The app rolled out in April 2010, according the PulsePoint website, and has been operating in the San Ramon Valley Fire Protection in California since summer 2010. It is now being adopted by the Erlanger Fire Department. Stamey said the app would be released for Android soon.
Though the app was developed at NKU, PulsePoint has assumed responsibility of the app. They will work with Erlanger and other fire departments to take it to a larger, nationwide scale.
“Through the PulsePoint Foundation, fire and EMS agencies can now adopt this important application at a much faster rate, and we are proud that NKU can be part of it,” said Tim Ferguson, NKU CIO and member of the PulsePoint Foundation board.
Erlanger Public Safety Communications Center Officer Steve Castor said he first heard of the app when it was used in San Ramon, and asked his superior officer if it was something Erlanger could use as well. Later, Sprint, who has a partnership with NKU on a Blackboard application, approached the Erlanger Fire Department about using the app.
The app uses geo-location services to target subscribers when a call of sudden cardiac arrest comes into emergency response centers. As dispatchers notify emergency response teams, a notification goes to subscribers who then can go to the person to administer CPR before the EMTs arrive.

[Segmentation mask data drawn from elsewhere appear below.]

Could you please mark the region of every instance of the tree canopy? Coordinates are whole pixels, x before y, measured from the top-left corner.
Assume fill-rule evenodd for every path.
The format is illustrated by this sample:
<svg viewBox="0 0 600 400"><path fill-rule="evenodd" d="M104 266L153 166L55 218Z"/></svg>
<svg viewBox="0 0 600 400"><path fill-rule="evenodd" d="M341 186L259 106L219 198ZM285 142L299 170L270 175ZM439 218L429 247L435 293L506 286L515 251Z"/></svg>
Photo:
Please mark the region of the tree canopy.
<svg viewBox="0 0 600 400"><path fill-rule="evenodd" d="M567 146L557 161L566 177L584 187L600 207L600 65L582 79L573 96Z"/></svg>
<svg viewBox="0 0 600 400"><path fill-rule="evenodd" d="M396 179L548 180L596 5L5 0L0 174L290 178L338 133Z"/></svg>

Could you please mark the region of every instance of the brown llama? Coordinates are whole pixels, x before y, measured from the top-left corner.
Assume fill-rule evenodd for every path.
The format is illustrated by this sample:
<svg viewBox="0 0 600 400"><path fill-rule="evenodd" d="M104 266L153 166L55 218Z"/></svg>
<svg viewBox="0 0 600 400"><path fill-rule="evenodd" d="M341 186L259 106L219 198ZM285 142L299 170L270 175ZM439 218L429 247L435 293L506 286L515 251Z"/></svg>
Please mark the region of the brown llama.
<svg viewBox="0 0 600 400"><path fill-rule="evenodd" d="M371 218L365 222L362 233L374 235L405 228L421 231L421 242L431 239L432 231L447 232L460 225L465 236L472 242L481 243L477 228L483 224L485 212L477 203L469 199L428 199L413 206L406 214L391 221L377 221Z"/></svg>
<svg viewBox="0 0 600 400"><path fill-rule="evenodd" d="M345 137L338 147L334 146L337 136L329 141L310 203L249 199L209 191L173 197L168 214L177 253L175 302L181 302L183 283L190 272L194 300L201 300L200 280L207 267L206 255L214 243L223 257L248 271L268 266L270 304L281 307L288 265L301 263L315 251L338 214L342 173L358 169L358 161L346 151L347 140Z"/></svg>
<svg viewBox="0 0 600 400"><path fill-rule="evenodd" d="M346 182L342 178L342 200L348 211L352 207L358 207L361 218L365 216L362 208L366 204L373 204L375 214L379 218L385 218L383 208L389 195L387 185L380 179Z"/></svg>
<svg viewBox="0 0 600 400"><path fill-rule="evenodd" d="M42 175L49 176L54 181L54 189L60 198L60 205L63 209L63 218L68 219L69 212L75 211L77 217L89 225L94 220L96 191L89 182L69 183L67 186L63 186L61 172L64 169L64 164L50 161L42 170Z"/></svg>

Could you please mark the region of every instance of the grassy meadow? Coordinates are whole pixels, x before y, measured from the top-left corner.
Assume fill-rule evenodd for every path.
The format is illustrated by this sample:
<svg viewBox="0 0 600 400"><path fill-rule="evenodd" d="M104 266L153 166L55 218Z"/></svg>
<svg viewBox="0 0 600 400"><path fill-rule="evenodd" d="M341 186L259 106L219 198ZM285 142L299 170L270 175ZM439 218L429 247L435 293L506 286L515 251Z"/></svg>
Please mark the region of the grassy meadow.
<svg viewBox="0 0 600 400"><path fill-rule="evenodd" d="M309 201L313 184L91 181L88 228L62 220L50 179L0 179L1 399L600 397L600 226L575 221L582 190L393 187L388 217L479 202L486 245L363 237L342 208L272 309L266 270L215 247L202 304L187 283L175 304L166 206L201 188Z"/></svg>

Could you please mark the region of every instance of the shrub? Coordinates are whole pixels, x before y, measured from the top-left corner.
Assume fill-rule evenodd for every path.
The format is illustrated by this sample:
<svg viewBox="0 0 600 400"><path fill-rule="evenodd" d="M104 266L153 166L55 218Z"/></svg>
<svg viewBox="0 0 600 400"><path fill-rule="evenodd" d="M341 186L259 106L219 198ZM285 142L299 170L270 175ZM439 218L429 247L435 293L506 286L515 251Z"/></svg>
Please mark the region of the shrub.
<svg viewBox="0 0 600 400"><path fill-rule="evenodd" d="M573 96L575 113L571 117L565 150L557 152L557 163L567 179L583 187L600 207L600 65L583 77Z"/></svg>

According to the American Heart Association, about 300,000 people are treated for sudden cardiac arrest outside of hospitals yearly. Less than 8 percent of people who go into cardiac arrest outside a hospital survive.
According to the American Heart Association, CPR and automated external defibrillators raise survival rates, but they are rarely used. However, providing immediate bystander CPR after sudden cardiac arrest can double or triple a victim’s chance of survival, according to the group’s website.
“I’m quite confident that the app will improve both bystander CPR rates and public access defibrillator usage worldwide, leading to an increase in survival from sudden cardiac arrest,” Stamey said.